Conclusion: The upshot of all this, is that, from analysis of the graphs, radiotherapy offers questionable benefits (if any), and may be harmful for low grade gliomas (chiefly astrocytomas), and that the claim that the progression-free interval is significantly lengthened (improved) and proved is flawed and should be disregarded.
· Knisely (2005) was not impressed with the study by van den Bent et al. (2005), claiming 3 main points for criticism :
a. The review of the histologies resulted in 74% being low-grade glioma, and 26% high grade (eg astrocytoma III/IV/GBM), so that the study had limited relevance in clinical practice. (The reader may recall the study by Blankenberg et al. (1995 see earlier), in which the tumour volume doubling time differed little between Grade II tumours and Grade III tumours, making the fine distinction less significant.
b. The survival of those with delayed radiotherapy (which occurred in some patients who had progressive disease, and not dealt-with in the graphs presented to date) was 3.4 year, whereas the survival of those who had early radiotherapy (the patients regarded as treated with the RT in the graphs hereinabove) was 1 year. Accordingly, close follow-up and radiotherapy for those with progression seemed appropriate.
c. The data should be reviewed and represented with separate low-grade and high grade glioma cohorts and, in future, the opportunity for a second neurosurgical review with consideration for another attempt at gross total removal.
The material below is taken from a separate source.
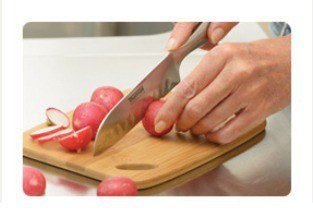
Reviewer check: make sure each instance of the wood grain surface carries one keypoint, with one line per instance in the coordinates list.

· van den Bent (2005) responded. He claimed that the patients with discrepant histology were part of a “sensitivity analysis.” (Do you know what that means ?) “Findings from sensitivity analysis were much the same as those from intention-to-treat analysis.” He notes that discrepant grades from pathologists were likely because of imprecision in diagnostic definition. “In our trial, the curves for overall survival for the two treatment groups overlap during follow-up and seem much the same. We think that increased progression-free survival might lead to a longer period in better health, but this idea is speculative.” Hedging now – so much for a near-definitive trial.
Earlier, when dealing with the malignant astrocytomas/GBMs there seemed questionable evidence that radiotherapy was beneficial (if at all), as a monotherapy, so that the argument about the higher grades requiring early radiotherapy (in the event of a pathologic underestimate of the grade) is probably unnecessary – there seems to be little (if any) hard evidence that radiotherapy as a monotherapy, has any real beneficial role for any grades of the astrocytoma series (at least) and may be harmful for some.
However, the results of flawed clinical trials are now well entrenched in the medical literature, making new and better trials which include control negative patients almost impossible, because of the inevitable reaction from ethics committees. The position of Radiotherapists in this unsatisfactory situation is, however, assured; they can expect to pay their mortgages etc. They had their chances to conduct sound trials, but did not do so.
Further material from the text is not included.